The resulting coupe looks unremarkable apart from its huge headlight lenses covering sculpturally stepped reflectors. The interior, though well made from high-quality materials (fake wood embellishment excepted) is equally uninspired; it could have come from any car maker. So far, then, there is little to light the fires of desire.
Yet under the Prelude's tidy but self-effacing skin lies some interesting mechanical hardware. In the 2.2-litre engine of the top models, there's a VTEC variable camshaft system which helps unleash a healthy 185bhp, and lets the engine roam free right up to 7,800rpm. The suspension is precise in its movements, sophisticated in its design, and incorporates rear-wheel steering which, among other things, helps you to manoeuvre in a tight spot, once you have learnt the wheels' unfamiliar trajectories.
This much the previous Prelude also had, but what is new this time around is the option of a four-speed automatic transmission with a "sequential sports shift", a device similar to the Porsche Tiptronic system which allows you to select gears manually by prodding the lever forwards to change up, or tapping it backwards to change down.
If the bulk of your driving is of the town and motorway variety, save up the extra pounds 1,200 and order your Prelude with the sequential shifter. That's because the manual transmission is tiresomely snatchy in traffic, the victim of wobbly engine mountings and a fierce clutch. But if you enjoy a good zoom along clear back roads, you must have the manual.
That's because it lets you exploit the engine's energy, which is concentrated towards the higher end of the speed range and calls for frequent gear changes. In the automatic, the gaps between the gears feel too wide to keep the engine interested, even when you're sequentially selecting them yourself. So you end up frustrated, because there's this fabulous-sounding, crackling-crisp motor, and you're denied access to its attributes. The gear shifts are jerky, too.
Either way, few cars corner as well as the Prelude with so little skill asked of its driver. That's where the rear-wheel steering's other trick comes into play.

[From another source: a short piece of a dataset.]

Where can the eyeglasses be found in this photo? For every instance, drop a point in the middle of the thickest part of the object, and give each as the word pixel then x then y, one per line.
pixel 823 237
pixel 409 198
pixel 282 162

It turns the rear wheels, very slightly, in the same direction as the front ones, making the Prelude so agile through tight twists that it feels almost weightless. That has long been a Prelude party trick, so nothing has changed there. This can be an exciting car, given the right moment. Trouble is, to look at it you would never know.
Price: pounds 22,295 on the road. Engine: 2,157cc, four cylinders, 16 valves, 185bhp at 7,000rpm; five-speed manual or four-speed automatic/sequential gearbox, front-wheel drive. Top speed: 142mph, 0-60 in 7.3sec. Fuel consumption: 25-30mpg.
Alfa Romeo GTV, pounds 20,350 Looks to fulfil every Alfa fantasy, with sharp handling and crisp performance to match. Prone to rattles.
BMW 323i Coupe, pounds 23,140 More space than the Honda, and a creamy six-cylinder engine. Expensive but still covetable.
Fiat Coupe 20V Turbo, pounds 21,244 Boldest styling of all, now with a fabulous five-cylinder engine to fulfil the promise. Best of the lot.
Nissan 200 SX, pounds 21,000 on the road. Lots of pace from turbo engine, but tricky to handle in the wet. Recently revamped.
Toyota Celica GT, pounds 23,582 on the road. Quick, capable and more interesting to look at than mainstream Toyotas. Shows its age.